This is the result from gcc 12.1: (only the interesting parts)
godbolt

In instantiation of 'constexpr const bool is_fooable<moo>::value':
error: no matching function for call to 'is_fooable<moo>::test(moo)'
error: no matching function for call to 'foo(const moo&)'
note:  candidate: 'template<class T> std::enable_if_t<(! is_fooable_v<T>), void> foo(T)'
note:  template argument deduction/substitution failed:
error: the value of 'is_fooable_v<moo>' is not usable in a constant expression
note:  'is_fooable_v<moo>' used in its own initializer
note:  in template argument for type 'bool'

---

4. Remarks

You can shorten your is_fooable trait if you use a C++20 requires clause, e.g.:

template<class T>
constexpr bool is_fooable_v = requires(T const& t) { foo(t); };

Notice that you can't use a concept, because concepts are never instanciated.
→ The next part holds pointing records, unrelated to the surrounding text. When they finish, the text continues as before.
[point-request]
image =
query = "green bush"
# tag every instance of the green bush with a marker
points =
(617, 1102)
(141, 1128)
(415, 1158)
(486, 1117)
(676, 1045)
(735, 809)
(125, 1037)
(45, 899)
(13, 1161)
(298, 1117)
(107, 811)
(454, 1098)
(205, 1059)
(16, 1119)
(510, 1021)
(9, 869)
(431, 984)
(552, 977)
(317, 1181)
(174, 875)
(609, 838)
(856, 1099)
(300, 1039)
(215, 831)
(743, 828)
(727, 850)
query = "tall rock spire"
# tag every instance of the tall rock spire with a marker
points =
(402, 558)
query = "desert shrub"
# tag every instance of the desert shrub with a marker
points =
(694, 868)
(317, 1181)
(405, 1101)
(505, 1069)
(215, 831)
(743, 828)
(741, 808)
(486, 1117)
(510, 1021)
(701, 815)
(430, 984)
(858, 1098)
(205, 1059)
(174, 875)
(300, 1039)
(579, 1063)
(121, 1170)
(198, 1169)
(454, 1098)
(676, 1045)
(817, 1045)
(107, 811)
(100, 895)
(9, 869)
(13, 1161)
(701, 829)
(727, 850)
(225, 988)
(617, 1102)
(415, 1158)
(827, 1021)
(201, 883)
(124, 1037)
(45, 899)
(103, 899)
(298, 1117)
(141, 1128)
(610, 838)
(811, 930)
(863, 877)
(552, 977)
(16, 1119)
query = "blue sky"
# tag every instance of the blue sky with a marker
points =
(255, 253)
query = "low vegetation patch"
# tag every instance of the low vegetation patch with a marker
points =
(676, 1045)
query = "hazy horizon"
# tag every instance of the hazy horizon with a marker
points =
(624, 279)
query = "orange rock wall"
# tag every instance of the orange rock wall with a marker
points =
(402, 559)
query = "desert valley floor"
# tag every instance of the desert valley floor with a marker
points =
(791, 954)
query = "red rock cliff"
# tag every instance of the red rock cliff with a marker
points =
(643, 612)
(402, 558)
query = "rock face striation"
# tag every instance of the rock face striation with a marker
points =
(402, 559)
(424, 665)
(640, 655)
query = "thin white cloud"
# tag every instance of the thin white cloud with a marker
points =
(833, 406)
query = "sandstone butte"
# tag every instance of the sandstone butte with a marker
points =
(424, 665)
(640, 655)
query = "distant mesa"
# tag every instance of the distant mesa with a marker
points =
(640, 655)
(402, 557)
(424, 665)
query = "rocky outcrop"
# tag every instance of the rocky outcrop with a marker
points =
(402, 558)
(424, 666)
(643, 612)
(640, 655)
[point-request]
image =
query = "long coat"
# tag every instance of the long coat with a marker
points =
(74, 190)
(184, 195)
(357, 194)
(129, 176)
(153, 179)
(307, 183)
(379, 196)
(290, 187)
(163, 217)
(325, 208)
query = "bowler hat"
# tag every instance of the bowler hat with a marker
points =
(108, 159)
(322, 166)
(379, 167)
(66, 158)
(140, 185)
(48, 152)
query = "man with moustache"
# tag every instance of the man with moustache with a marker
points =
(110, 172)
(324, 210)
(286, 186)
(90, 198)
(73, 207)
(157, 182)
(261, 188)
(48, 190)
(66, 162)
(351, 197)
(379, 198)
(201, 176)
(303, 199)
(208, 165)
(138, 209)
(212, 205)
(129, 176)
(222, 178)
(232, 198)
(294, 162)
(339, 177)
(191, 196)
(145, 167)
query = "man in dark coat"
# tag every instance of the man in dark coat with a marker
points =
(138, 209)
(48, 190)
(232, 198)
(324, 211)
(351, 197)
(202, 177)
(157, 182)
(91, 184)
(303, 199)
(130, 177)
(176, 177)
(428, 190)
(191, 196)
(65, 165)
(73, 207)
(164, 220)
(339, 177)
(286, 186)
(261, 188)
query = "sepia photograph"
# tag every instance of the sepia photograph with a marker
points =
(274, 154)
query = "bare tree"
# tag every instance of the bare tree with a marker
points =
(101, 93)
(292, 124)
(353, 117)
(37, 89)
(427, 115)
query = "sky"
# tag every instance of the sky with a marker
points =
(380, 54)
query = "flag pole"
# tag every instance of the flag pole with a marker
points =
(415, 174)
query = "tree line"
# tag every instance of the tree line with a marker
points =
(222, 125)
If you want to be able to also detect foo(T) you could do so by just defining a second trait.
The second trait would not partake in the initialization shenanigans that is_fooable uses and therefore would be able to detect the foo(T) overload: godbolt

struct bar {};
void foo(bar) {}
struct moo {};

template<class T>
constexpr bool is_fooable_v = requires(T const& t) { foo(t); };

template<class T>
constexpr bool is_really_fooable_v = requires(T const& t) { foo(t); };

template <typename T>
std::enable_if_t<!is_fooable_v<T>,void> foo(T) {}

int main() {
    foo(moo{});
    std::cout << is_fooable_v<moo>; // 0
    std::cout << is_really_fooable_v<moo>; // 1
}

And yes, if you want to you can layer those traits on top of each other, e.g.:
godbolt

struct a {};
struct b {};
struct c {};


void foo(a) { std::cout << "foo1" << std::endl; }

template<class T> inline constexpr bool is_fooable_v = requires(T const& t) { foo(t); };
template<class T> inline constexpr bool is_really_fooable_v = requires(T const& t) { foo(t); };
template<class T> inline constexpr bool is_really_really_fooable_v = requires(T const& t) { foo(t); };


template <class T, class = std::enable_if_t<std::is_same_v<T, b>>>
std::enable_if_t<!is_fooable_v<T>,void> foo(T) { std::cout << "foo2" << std::endl; }

template <class T>
std::enable_if_t<!is_really_fooable_v<T>,void> foo(T) { std::cout << "foo3" << std::endl; }

int main() {
    foo(a{});
    foo(b{});
    foo(c{});
    std::cout << "a: "
              << is_fooable_v<a> << " "
              << is_really_fooable_v<a> << " " 
              << is_really_really_fooable_v<a> << std::endl;
    std::cout << "b: "
              << is_fooable_v<b> << " "
              << is_really_fooable_v<b> << " " 
              << is_really_really_fooable_v<b> << std::endl;
    std::cout << "c: "
              << is_fooable_v<c> << " "
              << is_really_fooable_v<c> << " " 
              << is_really_really_fooable_v<c> << std::endl;
    /* Output:
       foo1
       foo2
       foo3
       a: 1 1 1
       b: 0 1 1
       c: 1 0 1
    */
}

that will get really really confusing though, so i would not recommend it.